“Hah? Sekolah? Apa itu sekolah?”
“Surianna Nayama Mircea!!!!! WOI KEBO!!! BANGUN!!!!” Suara Jayne yang menelponnya itu berteriak kemudian membuat kupingnya sakit.
Sunny berusaha mengucek kedua matanya yang sangat mengantuk dan melihat jam di dinding kamarnya menunjukkan pukul tujuh. Tepatnya 30 menit lagi Sunny akan terlambat. Entah mengapa dia bisa membayangkan Pak Botak akan mencukur rambutnya yang lurus dan indah itu, sama seperti dia mencukur murid cowok di lapangan.
“SIALAN TELAT!” Berkat Pak Botak, Sunny berusaha bangkit dari tarikan magnet ranjangnya yang membuat tubuhnya semakin berat untuk digerakkan. Akhirnya berkat tekad yang kuat dia bisa bangun. Sunny menutup ponselnya kemudian bergegas mengambil handuk dan berlari menuju kamar mandi.
Pagi itu Sunny bangun terlambat untuk yang kesekian kalinya. Mungkin karena semalam dia terlalu banyak menonton Drakor di laptopnya. Kali ini dia ingin menyelesaikan ‘Hotel Del Luna.’ kedua matanya terlalu berat untuk terbuka karena semalam dia menangisi episode terakhir dari Drakor yang telah ditonton selama berbulan-bulan demi menunggu episode per episode. Padahal dia sendiri yang membuat jadwal untuk tidur lebih awal karena pagi harinya adalah semester genap dimulai. Tetapi bukan suatu yang mengejutkan ketika Sunny kembali mengingkari janji pada jadwal yang telah dibuatnya dengan susah payah. Itu adalah kebiasaan nya dan sangat susah untuk diubah.

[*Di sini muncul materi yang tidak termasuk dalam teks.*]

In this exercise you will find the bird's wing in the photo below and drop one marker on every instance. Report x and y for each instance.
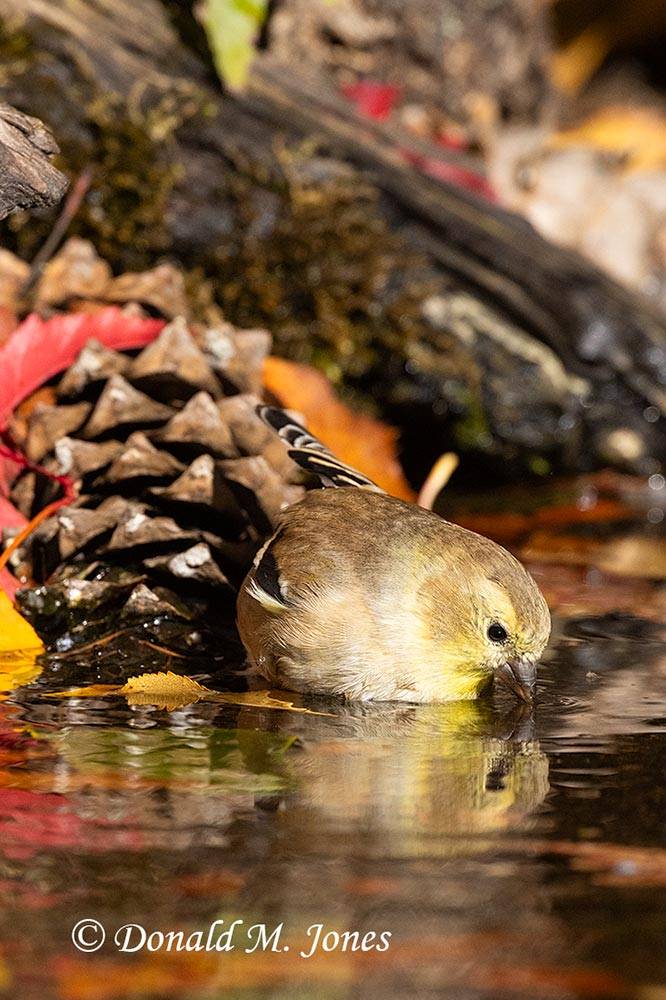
(311, 454)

Sunny melihat di meja makan, mamanya telah menyiapkan roti panggang dan salad buah kesukaannya tetapi dia lagi-lagi harus menyimpannya di kulkas karena sudah tidak sempat lagi untuk sarapan. Sangat beruntung mamanya telah menyiapkan bekal makan siang, mengingatkan bahwa uang jajan bulanannya telah habis semenjak teman-temannya mengajaknya nonton bioskop. Jika diingat-ingat saat itu dia memohon kepada mamanya karena dia ingin mendapatkan uang jajan tetapi mamanya hari itu menginap di kantor tanpa memberitahunya, sehingga dia hanya bisa menggunakan uang jajan bulanannya. Walaupun Sunny berusaha berhemat, tidak mudah hidup di ibukota dikelilingi oleh teman-teman yang sedang mencari hiburan di masa remaja seperti dirinya.
Pagi itu Sunny dengan cepat mencatok rambutnya kemudian bergegas mengenakan seragamnya. Dia melihat pantulannya di cermin, memastikan tidak ada kesalahan dalam seragamnya. Setelah menyemprotkan beberapa semprotan parfum beraroma vanilla, Sunny memakai sepatunya dan berlari menuju garasi untuk mengambil sepedanya.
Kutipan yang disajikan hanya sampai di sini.